May 30, 2024   |  Susan Tussy

Five years ago the Research And Development (R&D) Group at the National Oceanic and Atmospheric Administration (NOAA) recognized Globus as a good solution for fast, reliable data transfer. So they subscribed to the Globus service and began deploying Globus endpoints across their High Performance Computer (HPC) resources. Today, NOAA’s on-premises R&D HPC systems, as well as multiple public cloud storage systems, are accessible via Globus. While NOAA researchers have a choice of tools, they are encouraged to use Globus and take advantage of the parallelism and data transfer speeds the service provides. This is particularly helpful for the large datasets being transferred, such as those needed as input for initializing models, and the model output files needed by a diverse set of users. Now, additional labs like the Global Systems Laboratory (GSL) and its Data Services Group (DSG) are also setting up Globus endpoints.

Democratizing Access to Data in the Cloud through Globus

The NOAA Open Data Dissemination (NODD) service was created to provide the public with free and easy data access to NOAA’s high-quality environmental data via the cloud. As a result of NODD, experimental models can be shared with the public. Large data sets—typically 30 TB per session—are transferred from on-premises to cloud storage for distribution to external collaborators using the Globus service and the Globus Amazon Web Service (AWS) Simple Storage Service (S3) connector.

Image of data transfers to the cloud
Multiple entities provide the data to NODD (Image courtesy of NOAA)

Moving large datasets with Globus

NOAA’s operational and experimental weather forecasting models run on regular schedules to keep up with the ever-changing atmosphere – every six hours for global models, and typically every hour for the high-resolution models that detail the evolution of finer scale weather events. Before the models can run, they must have large volumes of input data: atmospheric observations, radar and satellite measurements, and 3-D data from previous model runs. All these data must be delivered on time to meet tight HPC job schedules. Likewise, the large output files that provide the model forecast solutions to forecasters, emergency managers, researchers and others must be delivered as quickly as possible for maximum value.
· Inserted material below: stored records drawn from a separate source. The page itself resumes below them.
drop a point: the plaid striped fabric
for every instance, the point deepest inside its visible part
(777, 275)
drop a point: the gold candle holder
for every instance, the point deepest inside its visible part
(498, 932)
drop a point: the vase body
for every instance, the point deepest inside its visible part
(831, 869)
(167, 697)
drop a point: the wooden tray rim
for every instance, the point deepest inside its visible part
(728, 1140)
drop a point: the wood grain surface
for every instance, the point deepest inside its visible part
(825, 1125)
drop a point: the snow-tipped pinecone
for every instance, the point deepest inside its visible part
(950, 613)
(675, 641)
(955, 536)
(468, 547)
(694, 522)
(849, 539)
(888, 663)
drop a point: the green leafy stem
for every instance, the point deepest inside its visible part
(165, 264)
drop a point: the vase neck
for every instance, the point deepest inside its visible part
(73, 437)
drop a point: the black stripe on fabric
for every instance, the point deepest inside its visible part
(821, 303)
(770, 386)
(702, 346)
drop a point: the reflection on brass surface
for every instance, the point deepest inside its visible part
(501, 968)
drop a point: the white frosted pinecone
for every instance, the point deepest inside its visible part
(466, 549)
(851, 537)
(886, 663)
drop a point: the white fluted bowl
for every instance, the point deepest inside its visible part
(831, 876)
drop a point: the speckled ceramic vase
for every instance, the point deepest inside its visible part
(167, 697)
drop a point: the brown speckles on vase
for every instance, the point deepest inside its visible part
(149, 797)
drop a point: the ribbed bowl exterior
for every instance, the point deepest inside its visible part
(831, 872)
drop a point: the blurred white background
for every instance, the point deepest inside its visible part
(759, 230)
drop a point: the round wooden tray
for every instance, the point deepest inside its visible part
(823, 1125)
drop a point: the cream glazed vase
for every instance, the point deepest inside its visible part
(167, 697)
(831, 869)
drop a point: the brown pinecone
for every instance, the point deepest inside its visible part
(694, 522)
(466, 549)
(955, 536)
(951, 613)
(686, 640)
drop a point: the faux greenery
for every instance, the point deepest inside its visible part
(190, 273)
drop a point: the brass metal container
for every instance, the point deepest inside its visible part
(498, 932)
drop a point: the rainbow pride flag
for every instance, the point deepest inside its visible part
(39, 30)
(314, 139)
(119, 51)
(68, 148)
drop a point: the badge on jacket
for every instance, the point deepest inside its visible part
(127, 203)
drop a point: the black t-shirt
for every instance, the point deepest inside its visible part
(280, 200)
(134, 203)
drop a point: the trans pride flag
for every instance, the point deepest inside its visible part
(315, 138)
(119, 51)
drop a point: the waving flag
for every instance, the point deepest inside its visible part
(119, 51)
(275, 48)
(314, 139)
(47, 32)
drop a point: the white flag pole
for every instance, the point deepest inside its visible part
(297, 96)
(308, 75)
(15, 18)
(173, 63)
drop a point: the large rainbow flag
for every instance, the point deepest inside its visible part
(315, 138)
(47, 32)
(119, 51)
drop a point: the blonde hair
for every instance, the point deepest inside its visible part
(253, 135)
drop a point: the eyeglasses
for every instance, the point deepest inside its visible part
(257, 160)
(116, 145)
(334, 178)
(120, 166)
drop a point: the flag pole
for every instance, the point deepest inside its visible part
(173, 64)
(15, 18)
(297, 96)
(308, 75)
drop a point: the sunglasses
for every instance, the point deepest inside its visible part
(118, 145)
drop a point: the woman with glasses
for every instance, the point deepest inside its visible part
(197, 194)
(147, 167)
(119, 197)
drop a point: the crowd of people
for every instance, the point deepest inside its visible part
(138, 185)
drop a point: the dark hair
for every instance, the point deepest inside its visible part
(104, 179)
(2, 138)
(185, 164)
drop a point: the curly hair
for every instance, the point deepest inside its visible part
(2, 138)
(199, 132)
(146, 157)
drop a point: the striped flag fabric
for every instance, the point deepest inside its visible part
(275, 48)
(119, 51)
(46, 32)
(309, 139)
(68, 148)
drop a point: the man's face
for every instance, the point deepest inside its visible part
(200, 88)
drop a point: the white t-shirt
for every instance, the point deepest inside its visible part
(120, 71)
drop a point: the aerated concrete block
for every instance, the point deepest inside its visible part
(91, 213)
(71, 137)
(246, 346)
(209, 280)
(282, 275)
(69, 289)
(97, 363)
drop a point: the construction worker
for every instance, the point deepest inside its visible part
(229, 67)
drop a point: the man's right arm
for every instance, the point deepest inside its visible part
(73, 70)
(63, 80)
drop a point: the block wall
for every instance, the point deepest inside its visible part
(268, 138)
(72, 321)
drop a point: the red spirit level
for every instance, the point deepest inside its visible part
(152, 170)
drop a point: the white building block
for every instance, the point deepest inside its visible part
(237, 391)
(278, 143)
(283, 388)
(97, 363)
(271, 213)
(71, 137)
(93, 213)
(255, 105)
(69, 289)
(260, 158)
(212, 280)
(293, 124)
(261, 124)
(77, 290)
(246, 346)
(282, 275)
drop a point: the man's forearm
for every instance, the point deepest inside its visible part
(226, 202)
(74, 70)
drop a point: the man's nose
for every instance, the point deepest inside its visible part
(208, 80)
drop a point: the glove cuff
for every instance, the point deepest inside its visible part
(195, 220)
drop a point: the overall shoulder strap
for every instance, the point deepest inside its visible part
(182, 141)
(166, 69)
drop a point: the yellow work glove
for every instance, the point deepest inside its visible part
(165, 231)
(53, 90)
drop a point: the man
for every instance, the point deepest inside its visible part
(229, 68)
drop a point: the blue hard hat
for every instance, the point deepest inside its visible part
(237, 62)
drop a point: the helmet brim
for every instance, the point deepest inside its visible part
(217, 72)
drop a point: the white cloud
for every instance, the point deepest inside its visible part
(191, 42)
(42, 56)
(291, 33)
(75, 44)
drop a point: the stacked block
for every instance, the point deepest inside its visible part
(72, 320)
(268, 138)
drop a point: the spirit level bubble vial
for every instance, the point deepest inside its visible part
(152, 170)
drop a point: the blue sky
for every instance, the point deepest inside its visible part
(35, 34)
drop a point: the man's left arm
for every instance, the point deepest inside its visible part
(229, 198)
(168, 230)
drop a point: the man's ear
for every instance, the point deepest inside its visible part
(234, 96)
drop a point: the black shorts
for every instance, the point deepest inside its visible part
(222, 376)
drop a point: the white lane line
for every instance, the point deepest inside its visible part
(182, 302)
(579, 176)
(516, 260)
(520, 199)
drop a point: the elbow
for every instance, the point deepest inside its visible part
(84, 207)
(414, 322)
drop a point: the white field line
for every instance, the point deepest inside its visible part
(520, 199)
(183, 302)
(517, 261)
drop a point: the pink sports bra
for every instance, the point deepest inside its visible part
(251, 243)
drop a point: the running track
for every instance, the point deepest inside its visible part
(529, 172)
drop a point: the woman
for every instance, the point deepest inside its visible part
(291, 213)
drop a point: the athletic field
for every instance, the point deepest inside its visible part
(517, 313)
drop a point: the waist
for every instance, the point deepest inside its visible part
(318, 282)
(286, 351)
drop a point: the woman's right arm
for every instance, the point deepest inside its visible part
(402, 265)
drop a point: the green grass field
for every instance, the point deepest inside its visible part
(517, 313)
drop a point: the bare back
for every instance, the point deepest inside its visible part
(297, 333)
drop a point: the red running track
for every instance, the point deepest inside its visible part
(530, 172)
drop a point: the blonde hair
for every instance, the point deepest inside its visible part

One particularly large data set used in a statistical “initial conditions’’ analysis includes 80 member files of a global ensemble run. The 80 2GB files are transferred with Globus four times a day from the NOAA R&D HPC system in West Virginia to another HPC system in Colorado where NOAA’s next generation high resolution weather model is being developed and tested.

Creating a weather-ready nation

Image of Near Surface Smoke
Image Of Near Surface Smoke (Courtesy of NOAA)

As we continue to experience climate change NOAA is delivering more services, and making more data and services publicly available to create a weather-ready nation. For example, they are playing a vital role in supporting federal, state, local, and tribal partners to prepare for the threat of wildfires. Their near-surface smoke concentrations forecast is one example of a service which is instrumental in assisting people combating wildfires. In this scenario the Data Services Group acquires the necessary data sets and manages the delivery of graphics files from the HPC systems to GSL’s web servers using Globus.